Why can I estimate the variance if I already estimated the mean in this way?

Question

In my lectures it's discussed the estimation of $Var(X)$ in the case I have already estimated $E(X)$, but there is something I don't know if it's a problem or not.

Suppose $Var(X) = f(E(X))$ , for example in the case of a bernoulli r.v. we have $Var(X) = E(X)(1-E(X))$ , besides I have estimated $ E(X) $ to be $ \hat{\theta} $ then I could use as a estimate of $Var(X)$ the function $f(\hat{\theta})$ .

However, in this reasoning I think there is something not so clear about the error in the estimate because if the estimate of $E(X)$ is not exact (which is always the case) then the estimate of $Var(X)$ could be much more inaccurate depending on the actual function $f$.

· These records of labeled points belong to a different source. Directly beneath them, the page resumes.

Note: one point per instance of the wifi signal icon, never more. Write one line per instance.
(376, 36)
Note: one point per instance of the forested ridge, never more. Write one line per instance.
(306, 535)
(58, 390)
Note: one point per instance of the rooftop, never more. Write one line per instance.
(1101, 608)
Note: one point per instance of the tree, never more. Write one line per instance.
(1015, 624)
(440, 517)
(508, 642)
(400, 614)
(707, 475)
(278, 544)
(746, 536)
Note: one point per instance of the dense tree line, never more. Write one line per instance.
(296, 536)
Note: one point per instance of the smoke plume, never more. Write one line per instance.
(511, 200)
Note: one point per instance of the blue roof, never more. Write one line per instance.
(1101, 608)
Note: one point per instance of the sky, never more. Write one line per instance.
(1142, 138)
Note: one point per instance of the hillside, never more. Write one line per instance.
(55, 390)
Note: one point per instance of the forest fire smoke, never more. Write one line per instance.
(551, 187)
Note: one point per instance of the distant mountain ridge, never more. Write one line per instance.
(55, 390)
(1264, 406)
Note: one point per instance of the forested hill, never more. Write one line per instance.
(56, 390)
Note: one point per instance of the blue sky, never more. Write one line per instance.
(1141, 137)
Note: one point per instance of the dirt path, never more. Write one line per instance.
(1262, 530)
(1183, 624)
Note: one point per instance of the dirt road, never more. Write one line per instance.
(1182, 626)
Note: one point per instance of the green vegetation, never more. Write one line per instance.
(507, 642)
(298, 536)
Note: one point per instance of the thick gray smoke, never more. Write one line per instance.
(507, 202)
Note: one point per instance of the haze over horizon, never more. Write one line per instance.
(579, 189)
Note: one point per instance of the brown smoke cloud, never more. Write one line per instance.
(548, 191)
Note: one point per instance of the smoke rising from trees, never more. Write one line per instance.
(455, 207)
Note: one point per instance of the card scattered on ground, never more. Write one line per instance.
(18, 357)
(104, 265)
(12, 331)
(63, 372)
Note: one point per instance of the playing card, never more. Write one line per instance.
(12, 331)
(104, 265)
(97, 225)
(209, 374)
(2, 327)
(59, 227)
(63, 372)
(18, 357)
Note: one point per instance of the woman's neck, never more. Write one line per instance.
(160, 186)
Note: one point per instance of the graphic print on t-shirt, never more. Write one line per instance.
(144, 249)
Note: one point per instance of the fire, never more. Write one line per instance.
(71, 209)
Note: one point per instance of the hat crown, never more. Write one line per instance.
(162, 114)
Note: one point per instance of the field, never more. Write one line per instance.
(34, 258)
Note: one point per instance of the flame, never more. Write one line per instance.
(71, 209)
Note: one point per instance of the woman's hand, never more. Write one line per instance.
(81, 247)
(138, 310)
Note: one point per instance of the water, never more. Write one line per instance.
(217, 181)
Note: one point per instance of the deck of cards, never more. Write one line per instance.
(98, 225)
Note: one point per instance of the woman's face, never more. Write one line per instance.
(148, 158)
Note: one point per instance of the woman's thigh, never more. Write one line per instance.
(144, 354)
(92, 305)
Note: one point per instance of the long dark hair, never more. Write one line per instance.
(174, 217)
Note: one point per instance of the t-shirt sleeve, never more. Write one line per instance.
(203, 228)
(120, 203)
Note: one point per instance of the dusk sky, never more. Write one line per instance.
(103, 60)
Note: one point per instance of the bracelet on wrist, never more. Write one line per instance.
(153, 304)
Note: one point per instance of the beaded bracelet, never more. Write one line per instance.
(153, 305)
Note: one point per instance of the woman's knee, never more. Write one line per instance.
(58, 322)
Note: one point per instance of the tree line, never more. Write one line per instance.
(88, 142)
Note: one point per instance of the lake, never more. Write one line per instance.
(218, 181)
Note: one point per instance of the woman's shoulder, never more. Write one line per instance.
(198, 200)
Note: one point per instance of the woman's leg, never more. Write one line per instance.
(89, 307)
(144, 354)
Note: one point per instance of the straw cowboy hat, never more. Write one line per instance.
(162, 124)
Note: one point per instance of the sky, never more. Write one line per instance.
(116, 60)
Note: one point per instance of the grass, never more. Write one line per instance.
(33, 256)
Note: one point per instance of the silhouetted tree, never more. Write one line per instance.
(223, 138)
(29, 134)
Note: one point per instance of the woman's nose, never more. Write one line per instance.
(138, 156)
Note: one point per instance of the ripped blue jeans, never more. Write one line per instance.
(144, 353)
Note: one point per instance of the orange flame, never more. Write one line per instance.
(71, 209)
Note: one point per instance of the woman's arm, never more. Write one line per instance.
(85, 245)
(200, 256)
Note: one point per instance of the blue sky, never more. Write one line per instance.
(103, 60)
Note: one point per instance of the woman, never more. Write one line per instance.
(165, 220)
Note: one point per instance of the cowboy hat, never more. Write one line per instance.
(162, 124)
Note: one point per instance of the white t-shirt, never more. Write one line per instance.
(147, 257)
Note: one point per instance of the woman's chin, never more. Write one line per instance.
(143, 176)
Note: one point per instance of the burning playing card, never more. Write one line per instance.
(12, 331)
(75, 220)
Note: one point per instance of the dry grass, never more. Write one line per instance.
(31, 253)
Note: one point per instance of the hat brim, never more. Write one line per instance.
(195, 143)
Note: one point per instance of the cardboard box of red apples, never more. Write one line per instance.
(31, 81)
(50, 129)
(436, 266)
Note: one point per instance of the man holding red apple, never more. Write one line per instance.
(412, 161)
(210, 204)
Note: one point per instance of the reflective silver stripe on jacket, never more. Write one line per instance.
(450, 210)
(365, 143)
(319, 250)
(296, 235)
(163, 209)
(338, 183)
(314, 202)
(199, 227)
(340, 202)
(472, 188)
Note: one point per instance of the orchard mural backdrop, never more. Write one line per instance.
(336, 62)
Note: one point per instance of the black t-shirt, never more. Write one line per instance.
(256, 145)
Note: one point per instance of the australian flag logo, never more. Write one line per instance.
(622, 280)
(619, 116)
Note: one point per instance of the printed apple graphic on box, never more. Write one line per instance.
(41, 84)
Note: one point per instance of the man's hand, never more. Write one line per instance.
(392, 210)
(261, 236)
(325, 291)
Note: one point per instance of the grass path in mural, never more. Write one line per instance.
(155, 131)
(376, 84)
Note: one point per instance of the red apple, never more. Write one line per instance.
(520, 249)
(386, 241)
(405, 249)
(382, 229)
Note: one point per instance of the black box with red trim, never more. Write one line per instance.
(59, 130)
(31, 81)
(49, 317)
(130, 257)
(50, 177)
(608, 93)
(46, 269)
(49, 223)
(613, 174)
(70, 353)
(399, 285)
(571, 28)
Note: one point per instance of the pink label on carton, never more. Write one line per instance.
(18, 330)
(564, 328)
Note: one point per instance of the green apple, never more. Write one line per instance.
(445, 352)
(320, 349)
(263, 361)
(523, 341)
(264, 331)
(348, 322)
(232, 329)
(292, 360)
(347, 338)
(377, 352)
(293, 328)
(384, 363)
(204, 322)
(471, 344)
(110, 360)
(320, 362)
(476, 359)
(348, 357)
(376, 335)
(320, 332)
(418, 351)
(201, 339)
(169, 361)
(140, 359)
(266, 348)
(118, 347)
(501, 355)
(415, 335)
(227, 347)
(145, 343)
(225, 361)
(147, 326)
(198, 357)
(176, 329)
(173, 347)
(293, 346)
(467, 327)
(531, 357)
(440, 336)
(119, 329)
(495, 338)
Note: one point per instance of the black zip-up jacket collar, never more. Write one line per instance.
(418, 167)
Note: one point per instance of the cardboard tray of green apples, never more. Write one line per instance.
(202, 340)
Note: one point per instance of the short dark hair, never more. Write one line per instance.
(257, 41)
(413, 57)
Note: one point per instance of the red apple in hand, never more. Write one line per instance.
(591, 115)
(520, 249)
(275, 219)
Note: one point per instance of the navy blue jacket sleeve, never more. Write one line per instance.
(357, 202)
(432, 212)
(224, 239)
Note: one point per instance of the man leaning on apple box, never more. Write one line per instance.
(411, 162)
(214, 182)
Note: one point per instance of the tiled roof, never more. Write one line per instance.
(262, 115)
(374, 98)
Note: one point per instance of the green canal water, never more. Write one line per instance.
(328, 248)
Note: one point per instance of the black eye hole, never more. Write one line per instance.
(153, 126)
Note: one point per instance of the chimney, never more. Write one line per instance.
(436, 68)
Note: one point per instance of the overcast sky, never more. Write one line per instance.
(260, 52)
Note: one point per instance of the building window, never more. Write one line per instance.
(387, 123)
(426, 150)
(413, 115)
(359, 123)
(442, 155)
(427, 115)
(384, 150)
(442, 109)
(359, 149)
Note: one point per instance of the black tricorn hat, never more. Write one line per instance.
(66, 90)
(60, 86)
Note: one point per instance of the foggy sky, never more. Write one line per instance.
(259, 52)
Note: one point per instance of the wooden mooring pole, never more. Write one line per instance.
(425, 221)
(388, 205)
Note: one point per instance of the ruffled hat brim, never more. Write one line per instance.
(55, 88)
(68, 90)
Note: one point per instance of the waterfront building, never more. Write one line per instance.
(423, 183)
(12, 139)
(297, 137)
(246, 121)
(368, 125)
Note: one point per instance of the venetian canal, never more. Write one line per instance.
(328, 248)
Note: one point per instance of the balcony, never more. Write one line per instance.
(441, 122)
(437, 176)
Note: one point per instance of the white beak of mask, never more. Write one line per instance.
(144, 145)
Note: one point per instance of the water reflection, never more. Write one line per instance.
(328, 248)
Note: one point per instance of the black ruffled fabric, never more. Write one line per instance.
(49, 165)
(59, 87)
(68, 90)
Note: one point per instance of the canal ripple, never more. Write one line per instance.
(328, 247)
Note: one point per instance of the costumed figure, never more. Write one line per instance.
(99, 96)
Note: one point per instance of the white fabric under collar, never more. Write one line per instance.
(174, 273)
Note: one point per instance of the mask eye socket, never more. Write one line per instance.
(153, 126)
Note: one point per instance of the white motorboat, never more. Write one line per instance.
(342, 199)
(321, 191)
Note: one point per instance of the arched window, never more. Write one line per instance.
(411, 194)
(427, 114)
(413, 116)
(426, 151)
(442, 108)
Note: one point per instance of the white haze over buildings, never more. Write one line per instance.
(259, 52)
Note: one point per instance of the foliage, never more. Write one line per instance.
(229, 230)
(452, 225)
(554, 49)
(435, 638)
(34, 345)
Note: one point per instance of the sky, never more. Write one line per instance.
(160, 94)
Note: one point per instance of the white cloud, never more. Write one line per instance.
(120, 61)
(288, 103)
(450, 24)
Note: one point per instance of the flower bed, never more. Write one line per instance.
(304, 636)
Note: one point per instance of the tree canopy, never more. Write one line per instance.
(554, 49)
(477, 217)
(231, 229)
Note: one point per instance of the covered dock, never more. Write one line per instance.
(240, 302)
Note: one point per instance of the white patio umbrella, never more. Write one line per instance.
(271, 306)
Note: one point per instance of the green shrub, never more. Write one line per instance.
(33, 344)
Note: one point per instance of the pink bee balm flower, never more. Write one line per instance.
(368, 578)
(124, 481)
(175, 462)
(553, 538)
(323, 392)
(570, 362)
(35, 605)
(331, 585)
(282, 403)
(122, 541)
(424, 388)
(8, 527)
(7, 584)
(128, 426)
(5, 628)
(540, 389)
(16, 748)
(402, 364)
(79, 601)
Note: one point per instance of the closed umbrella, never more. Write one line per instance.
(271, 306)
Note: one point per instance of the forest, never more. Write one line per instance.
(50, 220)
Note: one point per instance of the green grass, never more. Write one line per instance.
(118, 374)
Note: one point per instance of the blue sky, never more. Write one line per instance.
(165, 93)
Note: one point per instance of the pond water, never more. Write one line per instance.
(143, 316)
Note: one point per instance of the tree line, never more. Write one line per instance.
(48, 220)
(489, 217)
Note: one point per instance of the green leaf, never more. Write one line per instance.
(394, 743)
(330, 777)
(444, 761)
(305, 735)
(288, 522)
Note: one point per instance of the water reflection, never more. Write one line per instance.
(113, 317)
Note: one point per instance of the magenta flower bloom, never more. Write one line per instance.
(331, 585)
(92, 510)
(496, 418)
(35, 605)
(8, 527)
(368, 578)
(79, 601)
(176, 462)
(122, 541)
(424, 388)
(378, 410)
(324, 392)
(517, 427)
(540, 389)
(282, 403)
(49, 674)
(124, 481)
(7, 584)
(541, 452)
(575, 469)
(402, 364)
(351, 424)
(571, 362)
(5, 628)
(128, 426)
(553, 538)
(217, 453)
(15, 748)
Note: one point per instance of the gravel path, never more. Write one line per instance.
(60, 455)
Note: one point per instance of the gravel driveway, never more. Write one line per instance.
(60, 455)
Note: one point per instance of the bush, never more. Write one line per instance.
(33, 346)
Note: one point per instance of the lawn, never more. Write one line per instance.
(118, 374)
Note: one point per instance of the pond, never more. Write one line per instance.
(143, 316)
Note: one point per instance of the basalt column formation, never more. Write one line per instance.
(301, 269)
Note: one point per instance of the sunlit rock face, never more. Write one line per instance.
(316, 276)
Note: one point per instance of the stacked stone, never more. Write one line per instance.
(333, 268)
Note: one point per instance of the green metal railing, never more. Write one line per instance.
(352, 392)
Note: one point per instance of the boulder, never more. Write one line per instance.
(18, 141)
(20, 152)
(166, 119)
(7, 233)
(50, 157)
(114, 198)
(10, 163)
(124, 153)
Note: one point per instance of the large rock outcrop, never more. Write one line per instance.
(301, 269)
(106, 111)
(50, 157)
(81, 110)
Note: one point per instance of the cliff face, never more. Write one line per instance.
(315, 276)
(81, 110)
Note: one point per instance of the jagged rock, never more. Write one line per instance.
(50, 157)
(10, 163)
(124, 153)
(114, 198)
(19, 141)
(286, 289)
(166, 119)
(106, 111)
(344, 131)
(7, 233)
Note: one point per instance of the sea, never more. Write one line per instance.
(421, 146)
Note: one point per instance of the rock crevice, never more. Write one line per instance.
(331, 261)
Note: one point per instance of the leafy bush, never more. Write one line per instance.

Is this method used because it's assumed that the estimate $\hat{\theta}$ is equal to the actual value of $E(X)$? I don't have much knowledge in statistical inference so I don't know if this is a real problem. Is this a true problem?

Answer 1

What @Ian said, is true, though not complete: for special distributions (like Bernoulli), there may be a sufficient statistic which (loosely speaking) contains all the information in the sample about the paramer(s). For a more formal discussion, see here: https://en.wikipedia.org/wiki/Sufficient_statistic#Bernoulli_distribution

So while in general, you'd estimate a variance by the sample variance, you'd better use a function of the sufficient statistic in this special case. Now $\hat{\theta}(1-\hat{\theta})$ would be biased, because an easy calculation shows $\displaystyle\mathbb{E}\hat{\theta}(1-\hat{\theta})=\frac{n-1}n\,p(1-p)$, but the remedy is obvious: use $\displaystyle\frac{n}{n-1}\,\hat{\theta}(1-\hat{\theta})$ as an estimator, then.

Answer 2

If you have an estimator $\hat\theta$ for a parameter $\theta$ and you are interested in estimating $h(\theta)$ for some function $h$, then it is legitimate to propose $h(\hat\theta)$ as an estimator for $h(\theta)$. You are correct that if there is uncertainty in $\hat\theta$, then that uncertainty will propagate to $h(\hat\theta)$. A simple way to assess the uncertainty is to expand $h(\hat\theta)$ in a one-term Taylor approximation around $\theta$: $$ h(\hat\theta) \approx h(\theta) + h'(\theta)(\hat\theta-\theta).\tag1$$ This gives a rough measure of the variance for $h(\hat\theta)$, namely: $$ \operatorname{Var}(h(\hat\theta))\approx [h'(\theta)]^2 \operatorname{Var}(\hat\theta).\tag2 $$ You can interpret (2) as an approximate relation between the variance of $\hat\theta$ and the variance of $h(\hat\theta)$ .

Taking expectations in (1) also gives a rough measure of the expectation of $h(\hat\theta)$. This first-order approximation to the mean and variance of $h(\hat\theta)$ is often called the delta method. An example of its use, applied to estimation of $p(1-p)$ in the Bernoulli case, is here.